The cash flow from opium or minerals would enable the group to operate in Afghanistan independently of the central leadership, he said. “Their strategy is to be self-sustainable in any guerrilla warfare, to have an indigenous economy and people funded from local resources.”

The IS loyalists are recruiting heavily from the ranks of Taliban fighters, seeking to attract jihadis who are frustrated with the Taliban’s inability to retake power in Kabul. The recruitment drive also comes at a time when the Taliban is facing an internal leadership crisis after the Afghan government announced in July that their one-eyed leader Mullah Mohammad Omar had been dead for more than two years. Mullah Omar’s replacement, Mullah Akhtar Mansoor, has been rejected by members of Mullah Omar’s family, and Afghan officials say senior Taliban leaders and field commanders have been meeting in the Pakistani city of Quetta to resolve the dispute. Fighters from the two internal Taliban factions have already come into open conflict inside Afghanistan, according to senior Taliban official Ahmad Rabbani.

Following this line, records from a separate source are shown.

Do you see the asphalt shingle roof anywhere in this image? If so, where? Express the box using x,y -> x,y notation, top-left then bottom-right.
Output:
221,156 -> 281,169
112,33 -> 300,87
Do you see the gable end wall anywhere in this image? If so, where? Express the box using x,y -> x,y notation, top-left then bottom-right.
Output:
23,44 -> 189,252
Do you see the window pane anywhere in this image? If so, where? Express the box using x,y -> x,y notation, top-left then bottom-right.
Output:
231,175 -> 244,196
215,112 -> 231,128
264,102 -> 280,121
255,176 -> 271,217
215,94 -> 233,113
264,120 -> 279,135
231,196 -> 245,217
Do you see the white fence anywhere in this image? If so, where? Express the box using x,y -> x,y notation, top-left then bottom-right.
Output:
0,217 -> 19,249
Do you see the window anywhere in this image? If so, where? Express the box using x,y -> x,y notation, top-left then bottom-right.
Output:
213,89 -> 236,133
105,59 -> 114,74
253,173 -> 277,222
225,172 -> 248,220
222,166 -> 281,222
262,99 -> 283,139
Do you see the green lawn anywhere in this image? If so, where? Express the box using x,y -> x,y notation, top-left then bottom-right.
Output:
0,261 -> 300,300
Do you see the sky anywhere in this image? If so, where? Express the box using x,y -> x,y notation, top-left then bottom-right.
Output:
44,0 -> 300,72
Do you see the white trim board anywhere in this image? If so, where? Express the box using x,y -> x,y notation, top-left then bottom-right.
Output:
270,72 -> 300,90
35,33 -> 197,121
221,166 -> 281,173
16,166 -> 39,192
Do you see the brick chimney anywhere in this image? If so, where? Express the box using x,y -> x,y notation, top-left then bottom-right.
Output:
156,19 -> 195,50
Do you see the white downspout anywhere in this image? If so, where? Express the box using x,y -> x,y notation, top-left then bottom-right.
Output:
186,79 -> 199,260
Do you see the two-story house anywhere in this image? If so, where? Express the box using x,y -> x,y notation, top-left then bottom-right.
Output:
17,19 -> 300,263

Meanwhile Kabul lacks a coherent strategy for dealing with this newest threat to stability, the officials and analysts said. A year after President Ashraf Ghani came to power promising peace, there is still no defense minister, with Masoom Stanekzai, who was rejected earlier this year by the parliament, serving on an interim basis for now. Government forces are struggling alone following the drawdown last year of foreign combat troops, as the Taliban have spread their fight to every corner of the country, and Stanekzai’s lame-duck status is believed to be undermining his authority.

Other pockets of IS support have appeared in southwestern Helmand province. In February, a U.S. airstrike killed a group of alleged IS recruiters there, according to Afghan officials and the Pentagon.

In the northern provinces of Faryab and Sar-i-Pul, the Islamic Movement of Uzbekistan or IMU declared their loyalty to the Islamic State group earlier this year. First Vice President Gen. Abdul Rashid Dostum, formerly an Uzbek warlord, spent much of August in his northern stronghold battling IMU militants, according to Sultan Faizy, Dostum’s spokesman.

Faizy estimated up to 2,000 militants in Afghanistan are currently loyal to IS, including about 500 IMU fighters. He said the IS loyalists are principally “working on recruitment, making bases, increasing their influence among the people.”

It can be a persuasive recruiting pitch, Faizy said, particularly for disaffected Taliban fighters who see IS as an organization on the rise and “who know that the Taliban era is almost over.”